Cinq trentenaires américains rentrent au pays en voiture par une petite route forestière. C’est alors qu’ils tombent sur deux douaniers pas très commodes. Après avoir trouvé un peu de Marie-Jeanne dans leur affaires, les flics deviennent soudain agressifs, d’autant que le conducteur de la voiture, légèrement basané, s’appelle Jalil El-Hadad. Sous la menace d’un pistolet, les jeunes gens sont contraints de revêtir un uniforme de prisonnier et un sac sur la tête. Ils seront emmenés en milieu de la forêt puis enfermés dans des cages comme des animaux.

Le projet était prometteur puisque l’équipe du film compte parmi ses membres quelques résistants à la cause “horrifique”. On peut citer Douglas Buck au montage (Family Portraits) et Karim Hussain à la photographie (le fameux Subconscious Cruelty). La réalisation du colmarien d’origine Olivier Abbou n’ose cependant pas mettre les pieds dans le plat. Les images rappellent évidemment les prisons et les scandales d’Abou Ghraïb ou de Guantanamo. Ce sont là des prétextes pour mettre en image des humiliations et des tortures, principalement psychologiques. Il aurait été intéressant de se demander comment on en arrive à de tels excès, ou comment se met en place un système où tout le monde accepte plus ou moins la torture et la justice expéditive lorsqu’une chasse aux sorcières est organisée. Mais, sans surprise, les deux tortionnaires sont deux dérangés du ciboulot, deux rednecks des forêts passionnés par l’autodéfense et la protection du pays. Eux-mêmes n’y croient pas vraiment. Pourtant, ces personnages intriguent dans un premier temps, et notamment leur étrange relation, à mi-chemin entre fraternité et homosexualité sadomasochiste.

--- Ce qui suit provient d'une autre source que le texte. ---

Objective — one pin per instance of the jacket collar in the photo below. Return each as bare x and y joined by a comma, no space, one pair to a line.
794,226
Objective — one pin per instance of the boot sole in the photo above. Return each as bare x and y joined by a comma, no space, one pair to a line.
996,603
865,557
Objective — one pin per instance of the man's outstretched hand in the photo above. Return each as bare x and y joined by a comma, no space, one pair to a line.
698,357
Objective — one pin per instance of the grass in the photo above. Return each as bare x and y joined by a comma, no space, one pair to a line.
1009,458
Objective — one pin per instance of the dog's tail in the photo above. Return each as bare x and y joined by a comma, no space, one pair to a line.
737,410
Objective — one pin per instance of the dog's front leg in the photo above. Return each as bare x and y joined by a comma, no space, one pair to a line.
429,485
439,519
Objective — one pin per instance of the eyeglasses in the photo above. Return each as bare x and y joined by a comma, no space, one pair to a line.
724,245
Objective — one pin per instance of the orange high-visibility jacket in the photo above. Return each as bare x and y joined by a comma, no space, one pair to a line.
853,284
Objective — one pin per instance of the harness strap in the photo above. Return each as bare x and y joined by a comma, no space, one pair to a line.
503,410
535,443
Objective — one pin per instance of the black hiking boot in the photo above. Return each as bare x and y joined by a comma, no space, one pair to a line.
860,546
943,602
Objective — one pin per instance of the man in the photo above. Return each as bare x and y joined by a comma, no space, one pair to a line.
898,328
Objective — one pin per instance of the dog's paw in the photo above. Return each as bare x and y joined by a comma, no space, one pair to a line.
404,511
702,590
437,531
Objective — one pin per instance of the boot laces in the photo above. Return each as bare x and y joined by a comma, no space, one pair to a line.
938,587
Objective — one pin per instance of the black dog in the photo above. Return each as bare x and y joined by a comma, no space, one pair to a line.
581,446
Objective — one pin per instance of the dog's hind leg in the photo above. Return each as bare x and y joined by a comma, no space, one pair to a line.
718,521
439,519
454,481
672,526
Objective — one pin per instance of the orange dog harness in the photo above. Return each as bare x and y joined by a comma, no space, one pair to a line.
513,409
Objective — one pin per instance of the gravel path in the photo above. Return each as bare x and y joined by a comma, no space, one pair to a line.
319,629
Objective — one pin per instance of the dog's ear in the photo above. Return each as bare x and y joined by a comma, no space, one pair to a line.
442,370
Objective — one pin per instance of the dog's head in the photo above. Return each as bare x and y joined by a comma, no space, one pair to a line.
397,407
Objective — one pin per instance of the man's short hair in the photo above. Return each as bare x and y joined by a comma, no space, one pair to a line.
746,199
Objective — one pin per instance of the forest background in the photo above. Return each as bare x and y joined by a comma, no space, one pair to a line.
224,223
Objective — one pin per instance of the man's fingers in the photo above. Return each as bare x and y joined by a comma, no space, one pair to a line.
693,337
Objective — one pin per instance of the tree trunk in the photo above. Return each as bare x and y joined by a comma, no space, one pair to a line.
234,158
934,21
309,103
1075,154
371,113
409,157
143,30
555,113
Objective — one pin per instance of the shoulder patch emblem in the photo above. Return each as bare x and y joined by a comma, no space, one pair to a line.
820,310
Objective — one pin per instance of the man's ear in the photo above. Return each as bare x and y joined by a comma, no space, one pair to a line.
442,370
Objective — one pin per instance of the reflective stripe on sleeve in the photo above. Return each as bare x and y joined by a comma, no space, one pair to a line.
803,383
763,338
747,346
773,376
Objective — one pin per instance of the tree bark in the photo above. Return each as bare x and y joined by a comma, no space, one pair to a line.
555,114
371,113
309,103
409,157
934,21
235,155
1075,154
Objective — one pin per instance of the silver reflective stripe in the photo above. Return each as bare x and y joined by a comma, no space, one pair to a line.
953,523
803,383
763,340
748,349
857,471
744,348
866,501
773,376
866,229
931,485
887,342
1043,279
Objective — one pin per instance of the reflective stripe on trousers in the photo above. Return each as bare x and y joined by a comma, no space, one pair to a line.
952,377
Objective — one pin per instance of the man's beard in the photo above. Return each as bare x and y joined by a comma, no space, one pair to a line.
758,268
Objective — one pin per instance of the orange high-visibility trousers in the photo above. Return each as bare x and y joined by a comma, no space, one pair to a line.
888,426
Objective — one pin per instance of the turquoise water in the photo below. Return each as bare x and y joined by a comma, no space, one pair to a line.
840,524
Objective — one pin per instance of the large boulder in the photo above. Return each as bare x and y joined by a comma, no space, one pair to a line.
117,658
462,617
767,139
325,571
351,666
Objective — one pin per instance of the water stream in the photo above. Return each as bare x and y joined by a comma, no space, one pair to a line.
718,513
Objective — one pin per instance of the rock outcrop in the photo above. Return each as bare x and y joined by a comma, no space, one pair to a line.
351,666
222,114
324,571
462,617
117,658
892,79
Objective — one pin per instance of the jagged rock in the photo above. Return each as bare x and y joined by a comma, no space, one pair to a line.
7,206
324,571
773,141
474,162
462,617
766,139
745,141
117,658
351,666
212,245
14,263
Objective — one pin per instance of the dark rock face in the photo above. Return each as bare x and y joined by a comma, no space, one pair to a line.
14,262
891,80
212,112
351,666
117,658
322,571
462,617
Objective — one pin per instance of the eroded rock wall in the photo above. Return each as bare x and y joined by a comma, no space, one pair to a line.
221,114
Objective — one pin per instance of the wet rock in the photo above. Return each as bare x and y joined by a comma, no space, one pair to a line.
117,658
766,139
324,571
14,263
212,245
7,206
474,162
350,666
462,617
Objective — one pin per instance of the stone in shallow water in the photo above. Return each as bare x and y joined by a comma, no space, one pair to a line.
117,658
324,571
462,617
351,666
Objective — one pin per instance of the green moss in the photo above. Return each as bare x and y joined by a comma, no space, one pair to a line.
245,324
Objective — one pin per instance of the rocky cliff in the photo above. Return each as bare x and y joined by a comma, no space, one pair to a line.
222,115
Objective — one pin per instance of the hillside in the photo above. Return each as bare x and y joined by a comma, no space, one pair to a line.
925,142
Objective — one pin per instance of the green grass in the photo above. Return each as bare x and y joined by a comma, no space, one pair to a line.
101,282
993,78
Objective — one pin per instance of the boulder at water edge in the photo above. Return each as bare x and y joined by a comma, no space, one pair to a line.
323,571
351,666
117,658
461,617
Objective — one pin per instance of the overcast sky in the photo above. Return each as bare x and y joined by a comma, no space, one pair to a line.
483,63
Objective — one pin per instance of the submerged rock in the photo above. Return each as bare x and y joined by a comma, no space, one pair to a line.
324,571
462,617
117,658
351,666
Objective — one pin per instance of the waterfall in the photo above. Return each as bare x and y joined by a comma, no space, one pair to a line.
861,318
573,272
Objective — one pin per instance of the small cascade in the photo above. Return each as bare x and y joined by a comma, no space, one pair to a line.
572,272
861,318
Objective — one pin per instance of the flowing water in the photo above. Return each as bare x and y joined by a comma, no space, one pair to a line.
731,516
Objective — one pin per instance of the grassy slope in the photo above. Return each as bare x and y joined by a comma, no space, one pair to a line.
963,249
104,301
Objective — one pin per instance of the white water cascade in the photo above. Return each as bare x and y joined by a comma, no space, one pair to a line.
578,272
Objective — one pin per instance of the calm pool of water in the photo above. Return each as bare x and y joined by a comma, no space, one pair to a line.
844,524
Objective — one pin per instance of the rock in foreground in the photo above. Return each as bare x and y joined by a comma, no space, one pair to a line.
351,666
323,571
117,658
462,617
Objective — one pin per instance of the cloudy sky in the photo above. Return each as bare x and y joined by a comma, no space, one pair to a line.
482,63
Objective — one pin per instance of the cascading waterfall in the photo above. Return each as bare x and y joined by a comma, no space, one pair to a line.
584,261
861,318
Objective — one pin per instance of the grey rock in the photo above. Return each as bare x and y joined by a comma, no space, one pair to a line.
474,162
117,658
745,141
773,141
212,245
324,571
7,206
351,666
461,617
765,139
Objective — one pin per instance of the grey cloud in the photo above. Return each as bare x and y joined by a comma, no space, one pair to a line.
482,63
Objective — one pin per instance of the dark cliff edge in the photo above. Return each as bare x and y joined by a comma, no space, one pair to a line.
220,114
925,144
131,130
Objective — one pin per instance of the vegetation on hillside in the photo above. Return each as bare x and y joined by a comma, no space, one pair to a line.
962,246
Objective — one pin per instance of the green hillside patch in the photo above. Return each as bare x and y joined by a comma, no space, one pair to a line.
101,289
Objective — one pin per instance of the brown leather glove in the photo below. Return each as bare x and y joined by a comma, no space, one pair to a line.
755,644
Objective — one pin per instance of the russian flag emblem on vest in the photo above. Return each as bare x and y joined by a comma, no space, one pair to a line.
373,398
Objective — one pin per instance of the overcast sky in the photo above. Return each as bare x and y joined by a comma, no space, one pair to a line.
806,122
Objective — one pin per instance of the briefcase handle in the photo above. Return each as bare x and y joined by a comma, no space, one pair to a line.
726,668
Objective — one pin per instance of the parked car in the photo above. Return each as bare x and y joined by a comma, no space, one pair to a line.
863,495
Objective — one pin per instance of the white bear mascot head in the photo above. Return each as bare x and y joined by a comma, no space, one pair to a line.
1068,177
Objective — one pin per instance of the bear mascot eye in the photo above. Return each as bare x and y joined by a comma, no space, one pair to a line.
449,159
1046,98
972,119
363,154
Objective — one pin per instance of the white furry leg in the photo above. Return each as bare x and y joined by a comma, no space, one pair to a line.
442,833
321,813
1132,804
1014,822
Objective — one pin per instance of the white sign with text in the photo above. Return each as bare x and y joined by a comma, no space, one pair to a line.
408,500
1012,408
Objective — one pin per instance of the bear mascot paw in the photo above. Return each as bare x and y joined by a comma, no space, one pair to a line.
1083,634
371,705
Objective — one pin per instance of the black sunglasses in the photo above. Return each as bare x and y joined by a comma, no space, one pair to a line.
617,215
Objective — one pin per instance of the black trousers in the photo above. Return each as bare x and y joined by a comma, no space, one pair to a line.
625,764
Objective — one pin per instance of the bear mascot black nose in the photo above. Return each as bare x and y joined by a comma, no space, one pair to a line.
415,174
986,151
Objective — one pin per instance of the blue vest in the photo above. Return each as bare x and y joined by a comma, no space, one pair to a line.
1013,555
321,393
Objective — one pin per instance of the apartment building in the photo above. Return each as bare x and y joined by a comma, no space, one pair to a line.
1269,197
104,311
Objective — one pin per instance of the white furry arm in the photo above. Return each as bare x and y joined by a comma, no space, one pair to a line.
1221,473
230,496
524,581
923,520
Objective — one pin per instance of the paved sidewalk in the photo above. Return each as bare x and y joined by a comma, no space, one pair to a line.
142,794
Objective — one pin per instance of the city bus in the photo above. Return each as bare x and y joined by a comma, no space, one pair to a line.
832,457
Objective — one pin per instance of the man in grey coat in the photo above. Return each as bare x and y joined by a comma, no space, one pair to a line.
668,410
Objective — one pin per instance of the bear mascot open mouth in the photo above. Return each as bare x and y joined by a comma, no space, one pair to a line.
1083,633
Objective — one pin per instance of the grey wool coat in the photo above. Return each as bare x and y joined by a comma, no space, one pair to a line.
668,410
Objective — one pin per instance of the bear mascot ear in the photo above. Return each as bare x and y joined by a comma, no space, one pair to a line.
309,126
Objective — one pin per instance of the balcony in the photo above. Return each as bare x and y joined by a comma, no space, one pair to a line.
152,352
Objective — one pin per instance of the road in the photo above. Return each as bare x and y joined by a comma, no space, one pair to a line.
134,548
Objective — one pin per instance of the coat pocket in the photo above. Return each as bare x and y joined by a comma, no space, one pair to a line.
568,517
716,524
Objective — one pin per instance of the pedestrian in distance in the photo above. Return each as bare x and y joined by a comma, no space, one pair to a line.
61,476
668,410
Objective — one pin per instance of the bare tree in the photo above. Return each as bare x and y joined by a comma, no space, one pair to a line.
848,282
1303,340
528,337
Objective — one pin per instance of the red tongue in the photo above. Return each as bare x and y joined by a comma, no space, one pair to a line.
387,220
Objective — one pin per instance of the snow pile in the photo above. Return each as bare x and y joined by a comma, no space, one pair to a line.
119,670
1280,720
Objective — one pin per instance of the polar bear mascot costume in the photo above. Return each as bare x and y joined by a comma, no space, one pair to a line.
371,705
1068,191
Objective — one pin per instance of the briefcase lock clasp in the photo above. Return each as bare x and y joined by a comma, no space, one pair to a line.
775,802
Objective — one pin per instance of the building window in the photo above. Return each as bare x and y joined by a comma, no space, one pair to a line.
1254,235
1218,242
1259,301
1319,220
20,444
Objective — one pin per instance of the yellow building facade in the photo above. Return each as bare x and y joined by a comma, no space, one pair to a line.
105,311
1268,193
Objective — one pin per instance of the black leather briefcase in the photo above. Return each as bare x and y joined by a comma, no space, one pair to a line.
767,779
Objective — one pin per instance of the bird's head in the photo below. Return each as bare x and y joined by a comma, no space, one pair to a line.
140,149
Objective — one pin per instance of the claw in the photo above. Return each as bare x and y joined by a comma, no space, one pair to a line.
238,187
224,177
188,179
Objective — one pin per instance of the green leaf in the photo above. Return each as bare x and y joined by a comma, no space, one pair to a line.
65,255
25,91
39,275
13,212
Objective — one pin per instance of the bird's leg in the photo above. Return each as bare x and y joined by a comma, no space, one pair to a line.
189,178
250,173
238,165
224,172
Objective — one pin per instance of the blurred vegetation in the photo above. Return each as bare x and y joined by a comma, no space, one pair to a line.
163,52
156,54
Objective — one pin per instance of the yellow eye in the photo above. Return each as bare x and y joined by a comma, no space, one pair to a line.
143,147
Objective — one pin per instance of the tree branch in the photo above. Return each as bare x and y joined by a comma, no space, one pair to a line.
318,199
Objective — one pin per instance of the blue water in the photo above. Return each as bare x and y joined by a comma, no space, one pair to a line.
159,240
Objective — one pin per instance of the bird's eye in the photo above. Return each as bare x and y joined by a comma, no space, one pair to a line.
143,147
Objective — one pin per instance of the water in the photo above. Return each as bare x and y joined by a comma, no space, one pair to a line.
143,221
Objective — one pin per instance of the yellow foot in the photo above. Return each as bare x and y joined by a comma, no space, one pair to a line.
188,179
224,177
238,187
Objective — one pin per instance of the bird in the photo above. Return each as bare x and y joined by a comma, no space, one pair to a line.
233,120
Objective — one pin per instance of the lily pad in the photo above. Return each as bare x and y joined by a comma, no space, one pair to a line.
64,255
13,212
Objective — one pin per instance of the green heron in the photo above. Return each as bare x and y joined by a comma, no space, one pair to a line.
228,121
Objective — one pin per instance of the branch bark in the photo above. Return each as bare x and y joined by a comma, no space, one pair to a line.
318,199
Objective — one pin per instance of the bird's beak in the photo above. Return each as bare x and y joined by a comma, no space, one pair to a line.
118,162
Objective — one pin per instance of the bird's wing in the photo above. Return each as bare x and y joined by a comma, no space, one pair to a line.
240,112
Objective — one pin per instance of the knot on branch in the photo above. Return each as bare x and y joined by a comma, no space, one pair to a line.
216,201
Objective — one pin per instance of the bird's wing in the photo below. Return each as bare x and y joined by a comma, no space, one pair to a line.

Malgré de bonnes intentions et une volonté de montrer les sévices sans se voiler la face, le film manque d’ambition et la cruauté qui y est dépeinte n’a pas le dixième de l’impact d’un article Wikipédia sur la tristement célèbre prison irakienne. Alors que nous suivons presque en direct la descente aux enfers tant physique que mentales des prisonniers, le récit nous emmène alors sur les traces d’un détective privé à la recherche de disparus. Le sujet ainsi remplacé perd alors de son intérêt.

Territories (ou Territoires en bon français) s’est offert une très discrète sortie dans nos salles l’été dernier. Actuellement, il est disponible seulement en dvd au Royaume-Uni chez Arrow Films. Coproduction franco-canadienne, le film a été tourné en langue anglaise et le dvd ne propose aucun sous-titre, ni bonus.